斜め前に座った青木君が、ネクタイを緩めて、
「ま、一ノ瀬が幸せなら、いいわ」
と呟いてお酒を飲んでいる。
「うん。今まで、ありがとうね」
入社以来、ずっと良くしてくれた同期にお礼を言う。
「ん。あぁ、俺も彼女、欲しいなぁー」
そろそろお開きという頃、加藤さんが電話を取って立ち上がった。
「あ、そうですか。店の前まで出ますわ」
そう言いながら、席を立った。
何かと思ったら、高橋部長とカイを店に案内していたようで、すぐに帰ってきた。
「一ノ瀬。フィアンセがお迎えだって」
戻ってきた加藤さんがそう大きな声でいうので、みんなが「おー。さすがだな」と沸く。
ああ、もう。ちょっと、フィアンセって照れる。
カイが軽くこっちに手を上げた。
優しい視線に、酔いもあって、ふわふわしちゃう。
一緒に入って来た高橋部長に立ち上がって、挨拶してお礼を言った。
「ん、幸せにね」
「はい、花ちゃんとモジャ、よろしくお願いします」
小声でそう言うと、「あ、はい。
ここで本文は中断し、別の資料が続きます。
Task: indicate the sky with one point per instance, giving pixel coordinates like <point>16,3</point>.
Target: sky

うん」と、頭を掻いている。
カバンをもつと、佐藤ちゃんが立ち上がってこっちを向いた。
「寂しくなります」
佐藤ちゃんが少し潤んだ目でキュッと笑顔を作って、言ってくれる。
ぎゅっと佐藤ちゃんにハグした。
「何かあったら、メールね」
同じ時期に、同じ会社で、仕事も恋も頑張った仲間。
花ちゃんも、佐藤ちゃんも、この選択を応援してくれた。
皆にお礼を言って、頭を下げた。
『もう、大丈夫?いいの?』
カイが気遣ってくれる。
『うん、いい。帰ろう』
ずっといたら、もっと寂しくなってしまう。
手をつないで、居酒屋を去ると、みんなから「おめでとうー!!」の拍手と歓声が上がった。
夜の東京をタクシーが走る。
この街にお別れする。
大好きな人の手をつなぐ。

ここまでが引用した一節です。